From Carole Howe, Garden-On Committee Native Plant co-chair:
Neonicotinoids: “The Insect Apocalypse is Now, and Extinction is Forever.” (Northeast Organic Farming Associaion, NOFA)
This morning I went to Jed’s Hardware to research garden hoses for UUCW Garden-On Committee. There, I bought some daffodil bulbs. (I know they are not native, but, I love daffodils!) As usual, I asked if they are neonicotinoid-free. The young clerk replied, “I don’t know and honestly I don’t know what that is!” Taking the opportunity of this teaching moment, I explain that it is a toxin put in plants; it becomes systemic, travels to the pollen and nectar, kills our insects and can stay in the soil for several years retaining its toxicity. She thanked me for the information as her eyes glazed over.
I bought my daffodil bulbs because they are from Holland and the EU has banned the use of neonicotinoids. The daffodils are safe for my insect pollinators.
Like most folks, I haven’t always been able to plant safe plants or bulbs in my garden. Trying to amend the soil and plant some natives this spring, I found an old plant tag buried in the soil and when I cleaned it off I was shocked to read “This plant has been protected from aphids, white flies, beetles and mealy bugs and other unwanted pests by Neonicotinoids” as if that was something to be desired! “These pesticides are approved by the EPA.”
More than ten years ago, I learned that neonics are responsible for the death of pollinators; without pollinators, no food can grow. Neonicotinoids are not choosy—they kill both harmful and beneficial insects by attacking the nervous system. Wanting to avoid neonics, I began to ask at every nursery I frequented if they sold Neonicotinoid-free plants. No one knew what I was talking about.
However, we are making progress! I don’t find that kind of tag on any plant I buy now, but there is much to do. Linda Morse shared this plea from NOFA.
Dearest friends of the pollinators,The Mass. state legislature is now considering which non-COVID bills it will take up before the session ends. This means that we have one more chance to ban consumer use pollinator-killing neonic pesticides before the 2-year session ends in December. Collectively we have generated many thousands of emails and calls to state legislators, resulting in broad bipartisan support, but they need to know this is still important to us now.
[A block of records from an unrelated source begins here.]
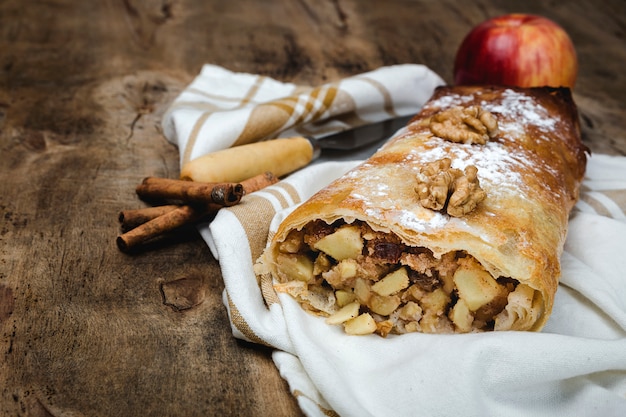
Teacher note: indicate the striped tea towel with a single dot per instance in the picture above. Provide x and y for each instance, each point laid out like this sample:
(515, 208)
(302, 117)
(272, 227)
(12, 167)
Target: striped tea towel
(576, 366)
(220, 108)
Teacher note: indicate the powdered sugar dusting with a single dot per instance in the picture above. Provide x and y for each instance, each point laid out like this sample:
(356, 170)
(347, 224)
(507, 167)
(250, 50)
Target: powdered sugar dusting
(500, 162)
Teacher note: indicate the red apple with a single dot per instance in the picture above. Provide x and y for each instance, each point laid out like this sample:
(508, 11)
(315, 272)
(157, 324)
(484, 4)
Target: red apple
(517, 50)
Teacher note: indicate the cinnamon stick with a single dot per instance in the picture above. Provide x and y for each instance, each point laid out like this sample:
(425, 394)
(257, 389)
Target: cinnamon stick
(159, 225)
(142, 225)
(226, 194)
(130, 219)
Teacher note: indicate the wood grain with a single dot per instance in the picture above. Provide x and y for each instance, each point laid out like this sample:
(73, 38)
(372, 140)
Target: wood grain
(86, 329)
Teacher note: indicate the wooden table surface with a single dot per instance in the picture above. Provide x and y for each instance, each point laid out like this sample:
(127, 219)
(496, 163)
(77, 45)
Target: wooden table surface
(84, 330)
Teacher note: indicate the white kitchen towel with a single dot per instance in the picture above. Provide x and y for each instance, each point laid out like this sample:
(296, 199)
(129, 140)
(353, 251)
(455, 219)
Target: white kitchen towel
(575, 367)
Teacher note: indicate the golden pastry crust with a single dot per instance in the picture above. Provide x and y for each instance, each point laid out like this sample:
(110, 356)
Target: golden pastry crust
(530, 172)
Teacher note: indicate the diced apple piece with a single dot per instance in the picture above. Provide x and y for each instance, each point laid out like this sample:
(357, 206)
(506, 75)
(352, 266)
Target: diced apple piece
(435, 302)
(344, 243)
(461, 316)
(362, 291)
(392, 283)
(321, 264)
(360, 325)
(344, 314)
(475, 285)
(295, 267)
(384, 305)
(344, 297)
(411, 311)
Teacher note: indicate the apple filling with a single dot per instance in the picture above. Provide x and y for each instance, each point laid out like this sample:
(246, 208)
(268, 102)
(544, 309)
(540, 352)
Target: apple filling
(371, 282)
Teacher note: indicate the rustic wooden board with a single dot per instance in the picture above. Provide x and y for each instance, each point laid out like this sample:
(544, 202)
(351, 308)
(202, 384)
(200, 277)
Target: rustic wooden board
(84, 329)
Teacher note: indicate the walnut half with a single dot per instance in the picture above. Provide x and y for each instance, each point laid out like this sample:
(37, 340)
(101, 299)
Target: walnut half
(441, 187)
(465, 125)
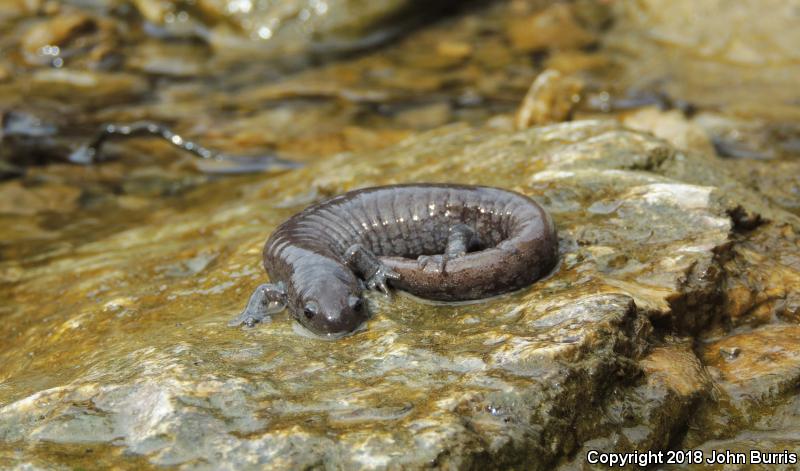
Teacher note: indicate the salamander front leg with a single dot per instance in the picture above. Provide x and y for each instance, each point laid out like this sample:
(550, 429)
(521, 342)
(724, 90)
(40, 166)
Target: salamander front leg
(460, 240)
(266, 300)
(366, 264)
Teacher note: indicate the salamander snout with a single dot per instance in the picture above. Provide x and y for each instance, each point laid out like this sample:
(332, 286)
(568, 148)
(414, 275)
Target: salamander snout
(332, 313)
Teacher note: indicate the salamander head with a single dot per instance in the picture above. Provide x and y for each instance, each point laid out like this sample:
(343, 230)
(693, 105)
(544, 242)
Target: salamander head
(332, 305)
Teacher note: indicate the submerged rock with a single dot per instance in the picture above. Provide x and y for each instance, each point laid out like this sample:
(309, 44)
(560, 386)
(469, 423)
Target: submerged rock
(289, 28)
(116, 345)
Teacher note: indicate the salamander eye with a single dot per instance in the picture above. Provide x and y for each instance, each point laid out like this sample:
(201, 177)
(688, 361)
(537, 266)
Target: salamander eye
(355, 303)
(310, 310)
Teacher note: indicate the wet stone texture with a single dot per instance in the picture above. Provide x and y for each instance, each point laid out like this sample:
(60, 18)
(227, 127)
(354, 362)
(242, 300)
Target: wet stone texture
(601, 354)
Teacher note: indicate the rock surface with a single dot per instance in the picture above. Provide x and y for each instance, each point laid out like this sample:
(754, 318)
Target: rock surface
(147, 368)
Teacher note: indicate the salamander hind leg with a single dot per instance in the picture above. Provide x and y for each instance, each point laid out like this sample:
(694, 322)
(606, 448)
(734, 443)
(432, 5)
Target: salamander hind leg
(368, 266)
(266, 300)
(461, 238)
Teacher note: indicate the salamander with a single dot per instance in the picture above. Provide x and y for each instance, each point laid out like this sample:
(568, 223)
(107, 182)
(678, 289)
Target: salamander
(437, 241)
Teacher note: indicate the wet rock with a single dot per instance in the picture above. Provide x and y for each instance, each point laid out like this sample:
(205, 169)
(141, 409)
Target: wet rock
(85, 87)
(287, 29)
(551, 99)
(16, 198)
(71, 37)
(135, 323)
(716, 56)
(553, 28)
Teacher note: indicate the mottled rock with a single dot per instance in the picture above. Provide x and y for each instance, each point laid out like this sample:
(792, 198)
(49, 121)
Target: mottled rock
(136, 324)
(291, 27)
(551, 99)
(555, 27)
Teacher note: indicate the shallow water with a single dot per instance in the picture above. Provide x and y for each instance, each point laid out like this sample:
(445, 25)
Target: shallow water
(117, 279)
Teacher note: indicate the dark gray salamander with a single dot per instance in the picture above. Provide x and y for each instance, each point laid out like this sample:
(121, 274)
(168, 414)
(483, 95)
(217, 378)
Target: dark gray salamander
(437, 241)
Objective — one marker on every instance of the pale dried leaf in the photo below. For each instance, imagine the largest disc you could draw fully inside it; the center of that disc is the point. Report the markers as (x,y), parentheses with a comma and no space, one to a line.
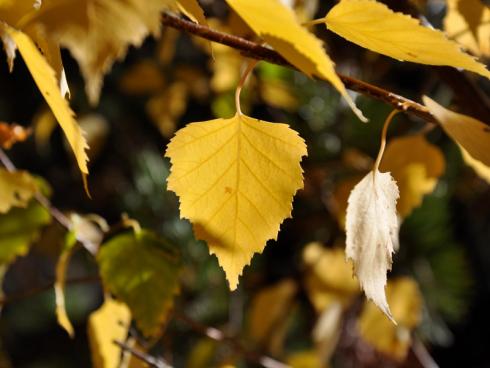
(372,233)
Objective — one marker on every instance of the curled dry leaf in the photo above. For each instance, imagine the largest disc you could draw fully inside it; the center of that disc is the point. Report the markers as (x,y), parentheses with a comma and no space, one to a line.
(372,233)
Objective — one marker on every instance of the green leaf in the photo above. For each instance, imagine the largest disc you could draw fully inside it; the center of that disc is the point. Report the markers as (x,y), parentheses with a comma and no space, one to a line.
(142,270)
(19,228)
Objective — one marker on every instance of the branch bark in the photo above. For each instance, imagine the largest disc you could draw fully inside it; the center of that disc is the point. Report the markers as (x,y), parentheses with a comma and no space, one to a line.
(256,51)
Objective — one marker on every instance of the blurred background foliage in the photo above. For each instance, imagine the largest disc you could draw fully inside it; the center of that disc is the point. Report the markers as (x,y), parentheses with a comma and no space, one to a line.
(285,296)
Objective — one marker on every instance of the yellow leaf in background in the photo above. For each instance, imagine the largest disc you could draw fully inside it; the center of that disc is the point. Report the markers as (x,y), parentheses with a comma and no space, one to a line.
(468,132)
(328,277)
(374,26)
(11,134)
(468,23)
(482,170)
(108,323)
(16,189)
(372,233)
(44,77)
(416,166)
(279,27)
(235,179)
(99,32)
(406,305)
(269,329)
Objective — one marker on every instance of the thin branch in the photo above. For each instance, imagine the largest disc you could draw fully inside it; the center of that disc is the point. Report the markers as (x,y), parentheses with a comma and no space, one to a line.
(257,51)
(146,358)
(220,336)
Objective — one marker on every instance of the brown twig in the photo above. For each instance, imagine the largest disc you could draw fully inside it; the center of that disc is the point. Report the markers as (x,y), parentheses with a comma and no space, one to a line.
(218,335)
(257,51)
(146,358)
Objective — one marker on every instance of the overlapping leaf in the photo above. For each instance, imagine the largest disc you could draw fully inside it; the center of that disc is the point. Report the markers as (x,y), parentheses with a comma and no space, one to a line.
(372,233)
(236,179)
(405,300)
(416,165)
(278,26)
(19,228)
(142,270)
(468,22)
(374,26)
(45,79)
(471,134)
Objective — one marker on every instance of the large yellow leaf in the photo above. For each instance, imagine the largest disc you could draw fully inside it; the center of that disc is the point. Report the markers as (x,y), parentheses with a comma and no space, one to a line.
(416,165)
(236,179)
(16,189)
(374,26)
(470,133)
(406,305)
(279,27)
(107,324)
(468,22)
(98,32)
(45,79)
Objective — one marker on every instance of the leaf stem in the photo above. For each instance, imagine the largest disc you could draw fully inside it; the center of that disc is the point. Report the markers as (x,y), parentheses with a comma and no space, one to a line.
(383,140)
(250,66)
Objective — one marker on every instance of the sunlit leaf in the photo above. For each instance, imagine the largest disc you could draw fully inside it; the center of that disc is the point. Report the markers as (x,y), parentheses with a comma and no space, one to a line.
(107,324)
(45,79)
(236,179)
(416,166)
(374,26)
(295,43)
(406,305)
(142,270)
(372,233)
(16,189)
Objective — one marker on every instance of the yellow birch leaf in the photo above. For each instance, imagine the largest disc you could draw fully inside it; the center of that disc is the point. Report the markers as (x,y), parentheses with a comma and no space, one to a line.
(374,26)
(482,170)
(468,132)
(468,23)
(45,79)
(269,329)
(16,189)
(406,305)
(108,323)
(236,179)
(279,27)
(99,32)
(416,165)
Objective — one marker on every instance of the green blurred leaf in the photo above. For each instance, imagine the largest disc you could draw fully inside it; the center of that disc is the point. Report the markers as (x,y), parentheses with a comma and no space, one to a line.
(19,228)
(142,270)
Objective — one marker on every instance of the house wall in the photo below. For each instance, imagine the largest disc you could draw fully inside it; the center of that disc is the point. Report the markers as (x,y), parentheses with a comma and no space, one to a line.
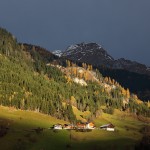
(110,129)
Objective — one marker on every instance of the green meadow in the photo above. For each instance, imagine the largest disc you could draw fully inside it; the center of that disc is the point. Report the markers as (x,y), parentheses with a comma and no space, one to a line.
(31,130)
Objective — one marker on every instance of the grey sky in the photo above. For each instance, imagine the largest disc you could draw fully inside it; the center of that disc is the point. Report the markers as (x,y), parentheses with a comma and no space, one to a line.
(122,27)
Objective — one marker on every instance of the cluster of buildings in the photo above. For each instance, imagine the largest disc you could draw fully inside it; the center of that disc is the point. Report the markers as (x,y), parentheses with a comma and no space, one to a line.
(90,126)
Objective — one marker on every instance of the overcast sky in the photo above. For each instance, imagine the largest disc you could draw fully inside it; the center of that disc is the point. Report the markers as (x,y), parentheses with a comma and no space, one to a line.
(122,27)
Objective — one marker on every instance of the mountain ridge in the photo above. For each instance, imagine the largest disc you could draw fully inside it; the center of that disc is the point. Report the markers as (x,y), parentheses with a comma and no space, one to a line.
(95,54)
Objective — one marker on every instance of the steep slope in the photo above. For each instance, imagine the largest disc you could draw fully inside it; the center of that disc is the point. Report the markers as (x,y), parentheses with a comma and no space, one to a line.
(130,74)
(90,53)
(30,81)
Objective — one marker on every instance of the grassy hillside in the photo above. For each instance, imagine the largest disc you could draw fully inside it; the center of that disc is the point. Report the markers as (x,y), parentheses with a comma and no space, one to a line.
(22,134)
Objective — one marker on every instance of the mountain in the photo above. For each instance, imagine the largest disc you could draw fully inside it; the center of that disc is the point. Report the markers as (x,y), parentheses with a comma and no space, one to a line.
(94,54)
(129,74)
(34,82)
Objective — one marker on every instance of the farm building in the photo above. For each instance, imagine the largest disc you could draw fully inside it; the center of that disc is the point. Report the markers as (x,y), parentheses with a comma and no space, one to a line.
(68,126)
(85,125)
(108,127)
(90,125)
(58,126)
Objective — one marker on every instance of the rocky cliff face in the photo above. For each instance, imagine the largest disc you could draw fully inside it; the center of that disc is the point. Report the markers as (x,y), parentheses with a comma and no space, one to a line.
(94,54)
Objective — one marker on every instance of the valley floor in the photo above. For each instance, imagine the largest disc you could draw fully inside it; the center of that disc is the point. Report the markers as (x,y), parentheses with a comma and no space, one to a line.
(21,130)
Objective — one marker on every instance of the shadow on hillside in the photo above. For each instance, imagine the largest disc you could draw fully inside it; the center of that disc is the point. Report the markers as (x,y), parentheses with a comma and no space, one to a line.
(18,135)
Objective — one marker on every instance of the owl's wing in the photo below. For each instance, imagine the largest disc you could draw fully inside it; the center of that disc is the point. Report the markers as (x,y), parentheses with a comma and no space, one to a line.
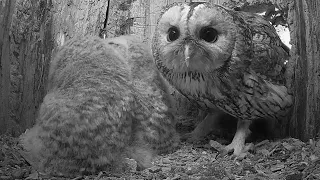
(269,53)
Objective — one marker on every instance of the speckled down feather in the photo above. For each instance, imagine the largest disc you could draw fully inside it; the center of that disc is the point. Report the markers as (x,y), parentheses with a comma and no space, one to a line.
(105,101)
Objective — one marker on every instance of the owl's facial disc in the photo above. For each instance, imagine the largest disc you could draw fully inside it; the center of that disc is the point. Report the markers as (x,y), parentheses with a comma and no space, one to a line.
(196,38)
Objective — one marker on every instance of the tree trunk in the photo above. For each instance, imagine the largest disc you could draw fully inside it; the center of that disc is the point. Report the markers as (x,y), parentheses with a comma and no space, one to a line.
(304,17)
(6,12)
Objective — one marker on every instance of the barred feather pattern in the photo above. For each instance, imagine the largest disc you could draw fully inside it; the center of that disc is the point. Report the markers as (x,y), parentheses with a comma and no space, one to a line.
(242,73)
(105,101)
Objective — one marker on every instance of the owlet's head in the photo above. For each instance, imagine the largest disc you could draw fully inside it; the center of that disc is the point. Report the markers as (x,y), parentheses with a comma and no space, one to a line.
(196,37)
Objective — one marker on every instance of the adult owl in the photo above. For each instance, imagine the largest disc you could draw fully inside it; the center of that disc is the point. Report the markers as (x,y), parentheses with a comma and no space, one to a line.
(226,61)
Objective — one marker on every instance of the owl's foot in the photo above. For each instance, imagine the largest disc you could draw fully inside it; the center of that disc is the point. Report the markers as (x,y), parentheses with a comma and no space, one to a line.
(207,125)
(238,143)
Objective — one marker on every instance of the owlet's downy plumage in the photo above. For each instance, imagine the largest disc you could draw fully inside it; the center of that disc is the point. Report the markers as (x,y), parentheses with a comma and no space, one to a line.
(226,61)
(105,101)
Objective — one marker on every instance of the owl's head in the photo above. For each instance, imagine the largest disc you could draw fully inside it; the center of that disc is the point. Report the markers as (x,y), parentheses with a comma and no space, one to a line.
(197,37)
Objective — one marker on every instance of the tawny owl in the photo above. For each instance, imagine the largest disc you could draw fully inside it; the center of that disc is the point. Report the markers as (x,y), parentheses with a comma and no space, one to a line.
(105,101)
(225,60)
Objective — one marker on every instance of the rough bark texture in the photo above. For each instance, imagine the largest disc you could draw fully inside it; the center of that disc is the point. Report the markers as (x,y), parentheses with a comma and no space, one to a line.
(31,30)
(6,12)
(304,25)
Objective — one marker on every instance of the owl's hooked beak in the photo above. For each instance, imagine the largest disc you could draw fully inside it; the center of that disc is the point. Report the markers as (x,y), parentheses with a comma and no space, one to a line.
(187,54)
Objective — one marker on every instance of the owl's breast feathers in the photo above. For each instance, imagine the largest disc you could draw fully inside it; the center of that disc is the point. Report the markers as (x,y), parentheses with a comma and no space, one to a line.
(251,83)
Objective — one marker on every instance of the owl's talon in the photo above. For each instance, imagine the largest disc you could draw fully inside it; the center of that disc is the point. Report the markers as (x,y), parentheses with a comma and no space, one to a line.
(238,143)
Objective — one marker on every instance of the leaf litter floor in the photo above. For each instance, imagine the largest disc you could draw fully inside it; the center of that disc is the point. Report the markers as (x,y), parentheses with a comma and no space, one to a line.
(284,159)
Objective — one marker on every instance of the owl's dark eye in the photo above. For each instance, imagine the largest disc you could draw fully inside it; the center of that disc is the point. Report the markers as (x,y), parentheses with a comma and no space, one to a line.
(173,34)
(209,34)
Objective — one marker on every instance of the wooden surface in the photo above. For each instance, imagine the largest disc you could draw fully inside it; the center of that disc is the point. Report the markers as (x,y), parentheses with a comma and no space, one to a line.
(305,33)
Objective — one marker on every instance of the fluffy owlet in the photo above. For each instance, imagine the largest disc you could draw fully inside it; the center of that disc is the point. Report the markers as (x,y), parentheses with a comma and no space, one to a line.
(227,61)
(105,101)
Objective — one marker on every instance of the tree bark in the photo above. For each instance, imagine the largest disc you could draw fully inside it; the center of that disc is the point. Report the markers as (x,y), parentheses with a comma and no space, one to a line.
(6,12)
(304,25)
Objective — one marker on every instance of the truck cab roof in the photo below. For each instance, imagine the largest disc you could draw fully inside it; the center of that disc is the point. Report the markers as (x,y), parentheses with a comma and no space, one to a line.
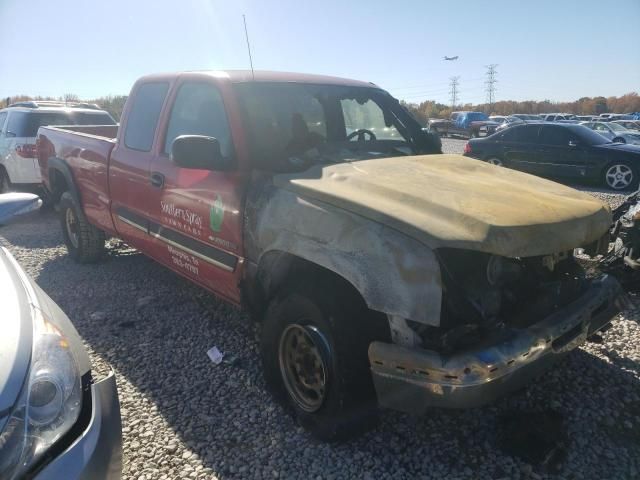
(244,76)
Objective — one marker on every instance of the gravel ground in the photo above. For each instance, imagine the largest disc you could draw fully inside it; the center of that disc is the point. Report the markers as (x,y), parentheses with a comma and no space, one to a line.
(184,417)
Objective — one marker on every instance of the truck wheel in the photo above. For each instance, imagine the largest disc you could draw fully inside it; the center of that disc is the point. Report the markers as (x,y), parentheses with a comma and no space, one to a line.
(85,243)
(620,176)
(314,345)
(5,185)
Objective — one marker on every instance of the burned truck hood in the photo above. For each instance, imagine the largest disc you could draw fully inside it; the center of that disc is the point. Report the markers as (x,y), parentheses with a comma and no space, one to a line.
(453,201)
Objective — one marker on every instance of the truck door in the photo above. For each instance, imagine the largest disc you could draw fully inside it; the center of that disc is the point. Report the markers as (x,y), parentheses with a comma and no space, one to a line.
(196,219)
(129,166)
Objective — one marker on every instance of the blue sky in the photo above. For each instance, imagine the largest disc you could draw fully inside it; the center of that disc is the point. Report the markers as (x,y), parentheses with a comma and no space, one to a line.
(545,49)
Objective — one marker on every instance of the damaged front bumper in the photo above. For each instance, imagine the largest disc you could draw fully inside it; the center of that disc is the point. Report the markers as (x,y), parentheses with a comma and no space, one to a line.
(410,380)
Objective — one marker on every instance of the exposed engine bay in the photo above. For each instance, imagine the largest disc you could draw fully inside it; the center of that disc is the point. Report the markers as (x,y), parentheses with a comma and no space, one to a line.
(623,258)
(483,292)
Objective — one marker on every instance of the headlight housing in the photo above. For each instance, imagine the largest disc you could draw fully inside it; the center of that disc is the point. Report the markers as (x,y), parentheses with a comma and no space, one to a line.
(50,401)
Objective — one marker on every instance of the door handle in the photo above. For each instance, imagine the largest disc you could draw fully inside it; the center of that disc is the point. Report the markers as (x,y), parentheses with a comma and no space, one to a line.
(157,179)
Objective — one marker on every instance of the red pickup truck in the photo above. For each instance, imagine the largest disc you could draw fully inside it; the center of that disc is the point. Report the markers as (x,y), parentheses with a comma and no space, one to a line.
(378,268)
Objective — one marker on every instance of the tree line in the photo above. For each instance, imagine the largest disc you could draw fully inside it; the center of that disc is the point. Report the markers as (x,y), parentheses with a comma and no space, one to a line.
(111,103)
(429,108)
(584,106)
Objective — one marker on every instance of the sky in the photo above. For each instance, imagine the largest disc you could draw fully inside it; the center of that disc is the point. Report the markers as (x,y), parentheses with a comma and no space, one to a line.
(559,50)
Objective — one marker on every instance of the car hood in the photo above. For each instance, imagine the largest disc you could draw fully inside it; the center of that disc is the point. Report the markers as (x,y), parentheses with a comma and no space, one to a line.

The Mass. Pollinator Protection Act (H.763) would ban consumer use of neonics and promote pollinator habitat. The bill has the support of over 75% of the legislature and is supported by the Baker Administration’s own recent literature review which confirmed that neonics are a significant contributor to pollinator decline.
Contact your legislators and ask them to “Pass the Mass. Pollinator Protection Act, this session!”
The insect apocalypse is now, and extinction is forever. As we’ve seen with this pandemic, our food system is already vulnerable. We must protect ALL pollinators in order to protect the food security of our Commonwealth.
Pollinators can’t wait another 2 years for the next state legislative cycle, and we know that we can’t rely on the federal government. The EPA has massively expanded use of sulfoxaflor, a new neonic, despite a court order banning these uses…….
Read the NOFA post on their Facebook page: https://www.facebook.com/NOFAMass/posts/10164561059230392.
If you’re buying bulbs this fall, or plants next spring, consider our pollinators!